Band Business Formation Part III: Write Your Own Partnership Agreement

My last band had a nasty breakup when the drummer quit and took the PA we’d bought with a year’s worth of gig fees. I don’t want to put my heart and soul, time and money into a new band unless I know we’re in agreement over who owns what. What’s the easiest way to do this?

The simplest way to make sure all band members are on the same page on issues like how pay is divided, who is responsible for expenses, and who owns what equipment, is to put it down in writing. 

Whenever two or more musicians are gigging for money on a regular basis, a formal legal entity for the band is a good idea for a bunch of reasons. A partnership agreement (or an LLC -- limited liability company – that we will talk about in the next article) allows the band to have its own bank account. A separate band bank account makes it easier to keep track of all the band’s income, deduct band expenses (like gas, hotel bills, and payments to sound engineers), and then divide up the remaining profit (if any) equitably between band members by whatever percentages have been agreed. Each band member only has to pay taxes, if any, on the money paid out to him or her. 

There are a number of disadvantages to forming a business partnership as opposed to other business entities like an LLC. One of these disadvantage is that partners are each individually liable for all the debts of the partnership—even those incurred by other band partners. So if your band partnership gets a Musician’s Friend credit card, and one of your members buys $100,000 worth of light-show equipment (not that there’s anything wrong with that), all band partners are personally responsible for that debt. 

If the band gets sued, all partners are personally liable for any judgement that results as well. Most musicians aren’t concerned about liability until the day that a bunch of drunks at a club, or toddlers at a farmers market, decide to climb your speaker stands and topple them into a barbecue grill. Once something like that happens, assuming everyone escapes unscathed, you may want to talk about business insurance, or moving on to a more complex form of business entity that provides some protection from liability risk. 

Another disadvantage of a partnership rather than an LLC is that – unless you’ve carefully drafted a clear ‘exit strategy’ in your partnership agreement – once one member withdraws (quits the band), the partnership dissolves: You must close the bank account, cancel the credit cards, and discontinue using the band name.

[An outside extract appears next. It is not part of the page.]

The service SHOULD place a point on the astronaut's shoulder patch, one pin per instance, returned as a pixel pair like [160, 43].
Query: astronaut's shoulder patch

Obviously it’s extremely important for that ‘exit strategy’ to be spelled out very clearly to avoid these issues. 

Partnerships are simpler to create than other types of business entities, however, and there is considerable freedom to draw up the terms of the partnership agreement any way you and your bandmates want it to read. There does not need to be a lot of legalese, and other than obtaining an EIN (an IRS taxpayer identification number that works as the ‘social security number’ for the parntership), there’s no need to register anything with the government. That makes a partnership agreement the fastest and easiest way to formalize a band’s business structure.

To form a band partnership, step by step: 

  1. Decide on a name. Isn’t this often the hardest part? 

  2. Register the name as a “DBA” (doing-business-as) or trade name with the appropriate office in your state. There will be a modest fee for registering the trade name. Be sure to note a reminder in your calendar to renew the trade name registration every year, or as required by your state.

  3. Write your partnership agreement. A template for a band partnership agreement is provided as a Resource with this article. The most important thing is to talk through each element with your band partners and decide, collectively, how your band will work. 

  4. Once you complete your partnership agreement, get an EIN from the IRS online for your new partnership. There’s a one-time fee for having the IRS assign an EIN. 

  5. Take that EIN and copy of your partnership agreement to the bank and open a bank account for the band. Be sure that any checks paid to the band are made out to the band name and deposited in the partnership account. If you complete a W-9 for a venue, use the band EIN. 

  6. Decide how you’ll keep careful track of expenses, receipts etc.  You can use an envelope or box kept in the band van; each member can keep their receipts in their instrument case and then enter them on the books at a monthly business meeting before a practice session; or you can use something like QuickBooks online and give each partner access to enter their expenses as they happen.

  7. Find a bookkeeper/tax preparer who can prepare the partnership tax return at the end of the year. Each band member gets a copy of the the K-1 partnership tax return form and will report their portion of the profits on their own income tax returns.